Developing digital technologies to improve the quality of distance diagnosis and medical decision-making
With European backing (ITEA2 program), the MEDUSA (Medical Distributed Utilization of Services and Applications) research project aims to enable critical medical interventions performed at distance by providing medical practitioners with the most advanced technologies to improve the quality of diagnosis, the efficiency of care, and faster intervention times. Working alongside several industrial partners, technology firms and hospitals in France and the Netherlands, researchers at Télécom SudParis, the project’s academic partner, will be contributing their expertise in 3D medical imaging, data protection and virtual interaction.
From technological research to new healthcare services
The MEDUSA project is using the new opportunities offered by cutting-edge image processing techniques, real-time processing and remote mass data exchanges, as well as collaborative environments. Its goal is to develop new services with particular emphasis on:
- advanced imaging systems allowing local or remote processing on fixed or mobile devices, smoothly and efficiently, while assuring data security and respect of privacy
- collaborative virtual working environments in which patient data are collected and made available for clinical treatment
- assistance in medical diagnosis, allowing physicians to meet virtually around a patient in order to establish a diagnosis and decide on a treatment.
Expertise of the Télécom SudParis researchers
The project involves industrial partners such as Philips, Bull and Cassidian CyberSecurity, tech firms (Prologue, Dosisoft, Imstar, Sopheon, Technolution), and hospitals such as the Academic Medical Center University of Amsterdam, the Institut Gustave Roussy and Pitié Salpêtrière Hospital.
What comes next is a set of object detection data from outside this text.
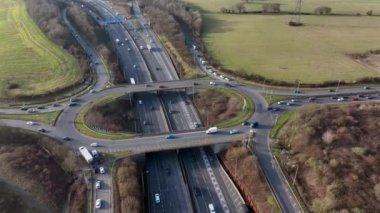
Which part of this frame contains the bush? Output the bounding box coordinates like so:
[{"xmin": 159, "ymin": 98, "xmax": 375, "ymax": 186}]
[
  {"xmin": 262, "ymin": 3, "xmax": 281, "ymax": 13},
  {"xmin": 314, "ymin": 6, "xmax": 332, "ymax": 15}
]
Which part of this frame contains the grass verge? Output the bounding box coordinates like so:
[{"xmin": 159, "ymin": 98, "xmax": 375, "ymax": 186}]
[
  {"xmin": 0, "ymin": 0, "xmax": 81, "ymax": 97},
  {"xmin": 261, "ymin": 93, "xmax": 294, "ymax": 106},
  {"xmin": 269, "ymin": 109, "xmax": 297, "ymax": 138},
  {"xmin": 0, "ymin": 110, "xmax": 62, "ymax": 125},
  {"xmin": 75, "ymin": 93, "xmax": 134, "ymax": 140}
]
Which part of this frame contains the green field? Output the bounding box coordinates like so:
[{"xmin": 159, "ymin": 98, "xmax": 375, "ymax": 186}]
[
  {"xmin": 0, "ymin": 0, "xmax": 81, "ymax": 97},
  {"xmin": 184, "ymin": 0, "xmax": 380, "ymax": 83}
]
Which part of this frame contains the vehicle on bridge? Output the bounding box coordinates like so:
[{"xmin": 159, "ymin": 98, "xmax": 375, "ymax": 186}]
[
  {"xmin": 165, "ymin": 134, "xmax": 174, "ymax": 139},
  {"xmin": 79, "ymin": 146, "xmax": 94, "ymax": 163},
  {"xmin": 206, "ymin": 126, "xmax": 218, "ymax": 134}
]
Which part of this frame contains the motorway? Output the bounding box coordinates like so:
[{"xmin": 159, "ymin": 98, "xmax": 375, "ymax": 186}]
[{"xmin": 0, "ymin": 0, "xmax": 380, "ymax": 212}]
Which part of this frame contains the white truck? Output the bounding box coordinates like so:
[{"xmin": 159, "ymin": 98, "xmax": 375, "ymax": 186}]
[
  {"xmin": 79, "ymin": 146, "xmax": 94, "ymax": 163},
  {"xmin": 129, "ymin": 78, "xmax": 136, "ymax": 84},
  {"xmin": 206, "ymin": 126, "xmax": 218, "ymax": 134}
]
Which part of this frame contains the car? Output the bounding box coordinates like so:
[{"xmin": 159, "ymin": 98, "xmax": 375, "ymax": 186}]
[
  {"xmin": 95, "ymin": 180, "xmax": 101, "ymax": 189},
  {"xmin": 250, "ymin": 121, "xmax": 259, "ymax": 128},
  {"xmin": 241, "ymin": 121, "xmax": 249, "ymax": 126},
  {"xmin": 38, "ymin": 128, "xmax": 46, "ymax": 132},
  {"xmin": 26, "ymin": 121, "xmax": 37, "ymax": 126},
  {"xmin": 230, "ymin": 129, "xmax": 239, "ymax": 135},
  {"xmin": 99, "ymin": 166, "xmax": 106, "ymax": 174},
  {"xmin": 154, "ymin": 193, "xmax": 161, "ymax": 203},
  {"xmin": 70, "ymin": 98, "xmax": 79, "ymax": 102},
  {"xmin": 28, "ymin": 108, "xmax": 38, "ymax": 113},
  {"xmin": 95, "ymin": 199, "xmax": 102, "ymax": 209},
  {"xmin": 194, "ymin": 187, "xmax": 201, "ymax": 197},
  {"xmin": 164, "ymin": 134, "xmax": 174, "ymax": 139}
]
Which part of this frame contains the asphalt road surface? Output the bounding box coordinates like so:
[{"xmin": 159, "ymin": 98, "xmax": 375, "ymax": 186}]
[{"xmin": 144, "ymin": 151, "xmax": 193, "ymax": 213}]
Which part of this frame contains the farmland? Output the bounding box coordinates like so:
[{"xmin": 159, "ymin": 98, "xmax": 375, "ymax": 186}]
[
  {"xmin": 0, "ymin": 0, "xmax": 80, "ymax": 97},
  {"xmin": 185, "ymin": 0, "xmax": 380, "ymax": 83}
]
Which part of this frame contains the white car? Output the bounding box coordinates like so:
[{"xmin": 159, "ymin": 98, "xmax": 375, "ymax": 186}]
[
  {"xmin": 99, "ymin": 166, "xmax": 106, "ymax": 174},
  {"xmin": 230, "ymin": 129, "xmax": 239, "ymax": 135},
  {"xmin": 95, "ymin": 199, "xmax": 102, "ymax": 209},
  {"xmin": 95, "ymin": 180, "xmax": 101, "ymax": 189},
  {"xmin": 26, "ymin": 121, "xmax": 37, "ymax": 126},
  {"xmin": 154, "ymin": 193, "xmax": 161, "ymax": 203}
]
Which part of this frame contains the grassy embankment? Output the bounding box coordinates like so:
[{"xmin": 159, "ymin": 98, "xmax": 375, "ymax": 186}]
[
  {"xmin": 0, "ymin": 0, "xmax": 81, "ymax": 97},
  {"xmin": 193, "ymin": 87, "xmax": 255, "ymax": 128},
  {"xmin": 75, "ymin": 93, "xmax": 133, "ymax": 140},
  {"xmin": 219, "ymin": 144, "xmax": 280, "ymax": 212},
  {"xmin": 0, "ymin": 111, "xmax": 61, "ymax": 125},
  {"xmin": 187, "ymin": 0, "xmax": 380, "ymax": 83}
]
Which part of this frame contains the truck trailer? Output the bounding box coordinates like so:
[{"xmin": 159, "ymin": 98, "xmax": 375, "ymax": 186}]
[{"xmin": 79, "ymin": 146, "xmax": 94, "ymax": 163}]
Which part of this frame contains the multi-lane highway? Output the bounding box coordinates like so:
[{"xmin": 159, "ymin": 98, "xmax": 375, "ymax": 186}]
[{"xmin": 0, "ymin": 1, "xmax": 380, "ymax": 212}]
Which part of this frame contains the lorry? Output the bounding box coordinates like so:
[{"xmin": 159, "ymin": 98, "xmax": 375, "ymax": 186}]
[
  {"xmin": 129, "ymin": 78, "xmax": 136, "ymax": 84},
  {"xmin": 206, "ymin": 126, "xmax": 218, "ymax": 134},
  {"xmin": 79, "ymin": 146, "xmax": 94, "ymax": 163}
]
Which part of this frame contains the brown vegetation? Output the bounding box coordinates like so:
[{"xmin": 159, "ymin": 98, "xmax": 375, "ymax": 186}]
[
  {"xmin": 279, "ymin": 102, "xmax": 380, "ymax": 212},
  {"xmin": 114, "ymin": 158, "xmax": 144, "ymax": 213},
  {"xmin": 84, "ymin": 99, "xmax": 137, "ymax": 132},
  {"xmin": 68, "ymin": 5, "xmax": 124, "ymax": 83},
  {"xmin": 193, "ymin": 89, "xmax": 242, "ymax": 126},
  {"xmin": 140, "ymin": 0, "xmax": 202, "ymax": 76},
  {"xmin": 0, "ymin": 127, "xmax": 85, "ymax": 212},
  {"xmin": 219, "ymin": 143, "xmax": 277, "ymax": 213}
]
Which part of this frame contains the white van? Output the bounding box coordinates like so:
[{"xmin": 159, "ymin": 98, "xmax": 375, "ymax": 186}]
[{"xmin": 208, "ymin": 203, "xmax": 215, "ymax": 213}]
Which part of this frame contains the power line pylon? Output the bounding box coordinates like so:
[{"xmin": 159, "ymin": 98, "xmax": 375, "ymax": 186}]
[{"xmin": 288, "ymin": 0, "xmax": 303, "ymax": 27}]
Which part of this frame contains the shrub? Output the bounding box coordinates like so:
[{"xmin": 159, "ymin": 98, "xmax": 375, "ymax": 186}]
[
  {"xmin": 314, "ymin": 6, "xmax": 332, "ymax": 15},
  {"xmin": 262, "ymin": 3, "xmax": 281, "ymax": 13}
]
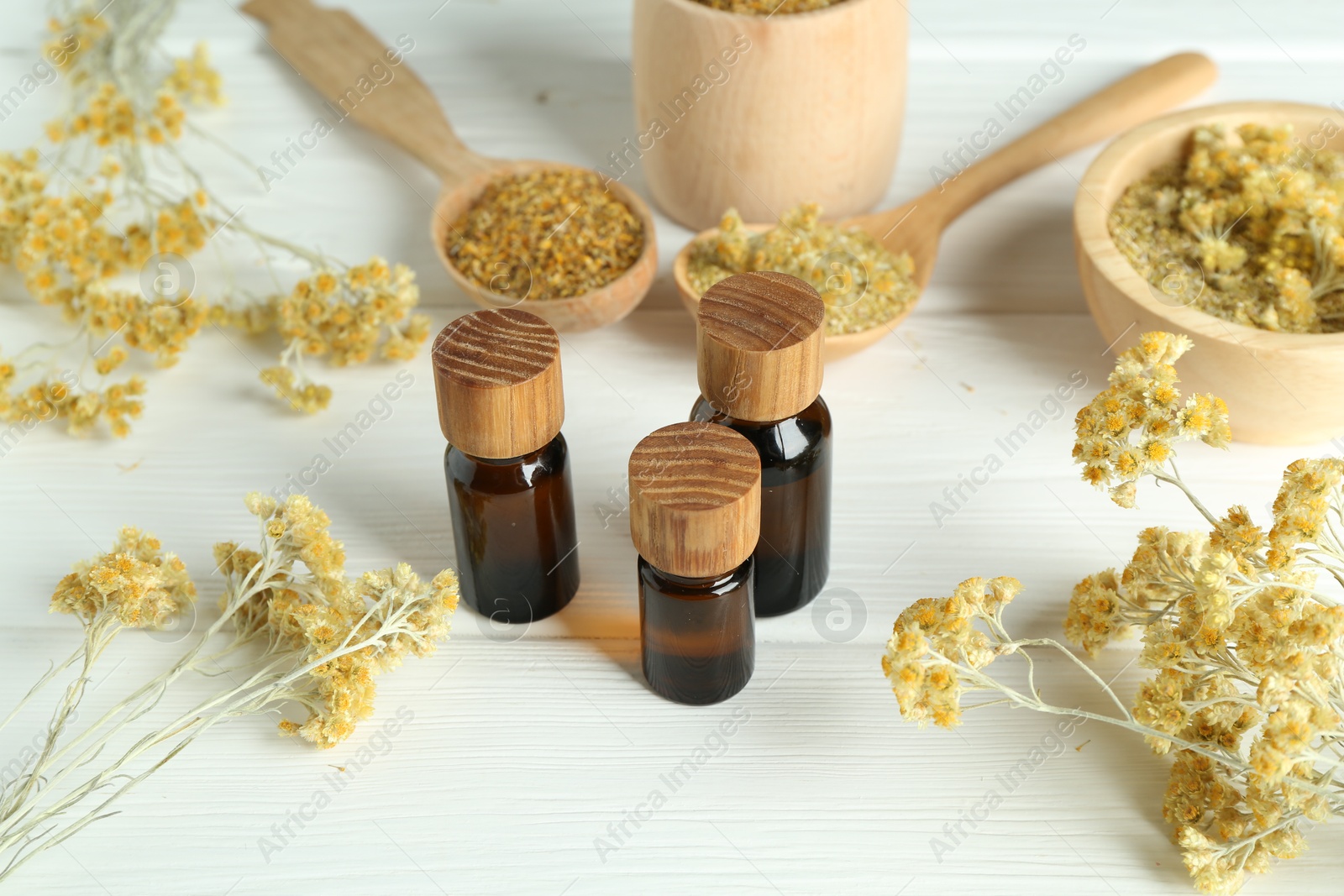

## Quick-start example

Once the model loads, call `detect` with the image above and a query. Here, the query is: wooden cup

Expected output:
[632,0,907,230]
On the academic side, researchers from Télécom SudParis will be providing their expertise in 3 areas:
- 3D medical data analysis, adapting investigation tools to the collaborative working environment to be developed in this project and adding new clinical features dedicated to MEDUSA cases,
- medical data protection via watermarking techniques,
- navigation and virtual interaction, specification of architectures for data exchanges, and depiction/analysis/coding of heterogeneous visual content (image/video/3D)
For Télécom SudParis there will also be the added interest of developing industrial solutions based on two patents filed in partnership with Armines (Mines ParisTech) and Prologue (also a member of the MEDUSA consortium). The project will come to an end in December 2015 and industrialization of the results will begin in 2016.